The research revealed nearly 50% of young people currently not taking lessons say that the cost of learning to drive is one of the factors behind their unwillingness to get on the road.
Other factors raised by young people include the rising cost of insurance and not having the money to buy a car. Less than 20% said they have no interest n driving, which means more than 89% of 17-20 year olds are simply being priced out of learning to drive.
Steve Gooding, the director of motoring research charity the RAC Foundation, said in response to the data:
“For all the speculation that we are seeing a seismic shift in lifestyle choice by young people, these figures reveal a more basic, economic reality – many are simply being priced off the road.
“Almost 95% of those aged 17 to 20 currently without a licence say they’d get one if they could.
“It’s easy to understand why: Many jobs require people to be able to drive and outside of the big cities independence comes from having a vehicle.
“This is something the Chancellor would do well to remember when he comes back to motoring taxes in the autumn.”
How to save money on driving lessons
If the price of driving lessons is putting you off from learning, then take a look at our quick tips to save money below…
Look out for introductory offers
As always, it pays to shop around and compare prices before choosing your instructor.

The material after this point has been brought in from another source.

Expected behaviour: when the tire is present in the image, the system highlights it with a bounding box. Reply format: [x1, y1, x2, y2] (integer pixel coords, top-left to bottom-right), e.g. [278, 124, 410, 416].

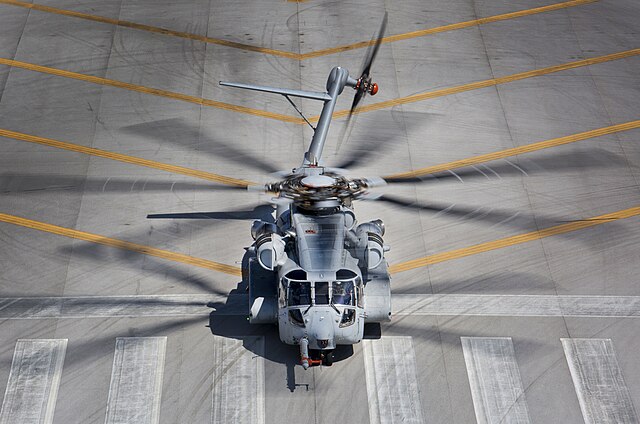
[322, 351, 333, 367]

Many driving instructors offer cheap introductory rates for the first five or even ten lessons, so taking advantage of these can get you started at a reduced cost.
It is not uncommon for driving instructors to offer deals on websites like Groupon and Wowcher as well – so be sure to check those regularly for good deals in your area.
Book lessons in blocks rather than one at a time
Most driving schools and instructors prefer students to commit to a block of lessons, rather than dealing with everyone on a lesson-by-lesson basis. Subsequently, a lot of them offer reduced rates for students who book their lessons in blocks – with 10 at a time being standard practice.
Block booking can save you up to 25% off the cost of driving lessons, so it is well worth considering.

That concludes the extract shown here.